Analysis of the results shows that both 2-Chloro-N-tolyl acetamide and N-(tolyl)-α-picolinamide isomers cause cutaneous effects such as Cramp syndrome, peptic ulcer, aphthous ulcers, and Neutrophilic dermatosis (Sweet syndrome). N-(tolyl)-α-picolinamide isomers have less harmful effects than 2-Chloro-N-tolyl acetamide isomers.

The cytotoxic effect of the synthesized N-(tolyl)-α-picolinamide isomers was studied in vitro using the MTT method on 3 cancer cell lines (cervical epithelial carcinoma HeLa, mammary adenocarcinoma HBL-100 (ATCC NTB 124) and laryngeal adenocarcinoma HEp-2 (ATCC: CCL-23)). The substances were dissolved in DMSO (0.8% by volume) and added to the cells at concentrations of 50 and 100 μM.

Table 3.

Cytotoxic effects of N-(tolyl)-α-picolinamide isomers

The results of the test showed that none of the substances showed a pronounced cytotoxicity (IC50 value >100 μM) comparable to the effect of the reference drug in vitro. Also, none of the tested substances showed more than 10% inhibitory activity at a concentration of 50 μM in 3 cancer cell lines. N-(tolyl)-α-picolinamide isomers at a concentration of 100 μM showed a slight cytotoxicity in the HeLa cervical epithelial carcinoma cancer cell line - 24.1%, 27.3% and 26.7% cell growth inhibition, respectively. Thus, the studied N-(tolyl)-α-picolinamide isomers do not have cytotoxic activity in vitro against epithelial cervical cancer, breast adenocarcinoma and laryngeal adenocarcinoma.

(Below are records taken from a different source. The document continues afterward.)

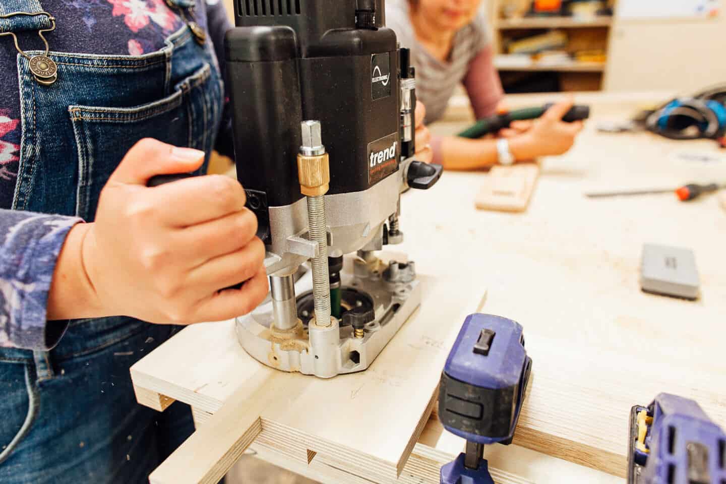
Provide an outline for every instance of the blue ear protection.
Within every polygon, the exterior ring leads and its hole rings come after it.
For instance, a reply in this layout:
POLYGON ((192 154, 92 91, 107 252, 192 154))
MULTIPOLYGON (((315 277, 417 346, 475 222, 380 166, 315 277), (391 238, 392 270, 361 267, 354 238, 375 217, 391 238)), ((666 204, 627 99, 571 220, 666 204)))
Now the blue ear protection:
POLYGON ((672 139, 716 139, 726 132, 724 90, 711 89, 694 97, 677 98, 648 118, 651 131, 672 139))

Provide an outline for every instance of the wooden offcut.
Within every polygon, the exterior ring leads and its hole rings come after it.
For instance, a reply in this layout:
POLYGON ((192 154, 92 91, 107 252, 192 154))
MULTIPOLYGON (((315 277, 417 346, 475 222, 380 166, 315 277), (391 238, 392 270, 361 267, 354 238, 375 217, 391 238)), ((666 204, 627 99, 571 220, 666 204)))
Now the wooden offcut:
POLYGON ((539 166, 523 163, 492 167, 476 195, 476 208, 503 212, 523 212, 534 192, 539 166))

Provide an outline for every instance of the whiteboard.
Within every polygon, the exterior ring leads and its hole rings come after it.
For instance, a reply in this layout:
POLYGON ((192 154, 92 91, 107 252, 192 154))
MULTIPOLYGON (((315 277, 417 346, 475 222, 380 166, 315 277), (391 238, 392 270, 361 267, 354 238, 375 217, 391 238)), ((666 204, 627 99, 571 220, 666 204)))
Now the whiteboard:
POLYGON ((716 17, 721 0, 619 0, 621 18, 698 18, 716 17))

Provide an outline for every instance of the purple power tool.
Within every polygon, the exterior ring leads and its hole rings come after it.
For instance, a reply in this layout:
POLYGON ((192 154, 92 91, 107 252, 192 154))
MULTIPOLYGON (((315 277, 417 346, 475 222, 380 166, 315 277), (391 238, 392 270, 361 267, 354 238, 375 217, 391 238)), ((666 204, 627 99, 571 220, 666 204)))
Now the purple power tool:
POLYGON ((726 484, 726 433, 693 400, 661 393, 634 406, 628 484, 726 484))
POLYGON ((441 467, 441 484, 494 484, 484 445, 511 443, 531 366, 519 324, 491 314, 467 317, 439 394, 439 418, 466 439, 466 451, 441 467))

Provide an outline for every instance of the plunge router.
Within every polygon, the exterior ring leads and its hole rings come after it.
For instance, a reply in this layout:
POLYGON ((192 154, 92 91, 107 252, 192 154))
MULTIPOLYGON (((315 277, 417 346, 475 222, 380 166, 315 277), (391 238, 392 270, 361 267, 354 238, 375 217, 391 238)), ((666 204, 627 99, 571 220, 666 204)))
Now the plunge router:
POLYGON ((237 173, 266 245, 272 303, 238 318, 237 334, 285 372, 365 369, 420 303, 415 264, 375 254, 403 240, 401 193, 441 173, 414 160, 415 71, 384 9, 234 3, 225 55, 237 173), (313 290, 298 295, 294 276, 308 261, 313 290))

Conclusions and suggestions. According to the results of the table, when comparing the biological activities of 2-Chloro-N-tolyl acetamide and N-(tolyl)-α-picolinamide isomers with each other, dramatic changes in biological activities can be observed with the change of the acyl group in the amide derivatives. The position of the methyl (-CH3) group in the benzene ring in the molecule of 2-Chloro-N-tolyl acetamide and N-(tolyl)-α-picolinamide isomers has almost no effect on the biological activity of the N-(tolyl)-α-picolinamide molecule, and their biological activities are similar regardless of the position of the methyl group in the ring. In 2-Chloro-N-tolyl acetamide isomers, the Pa and Pi values differ depending on the position of the methyl (-CH3) group in the benzene ring. The results obtained in the PASS online program serve as the basis for studying the biological activities of substances in practice. N-(tolyl)-α-picolinamide isomers do not have cytotoxic activity against epithelial cervical cancer, breast adenocarcinoma, and laryngeal adenocarcinoma in vitro under laboratory conditions.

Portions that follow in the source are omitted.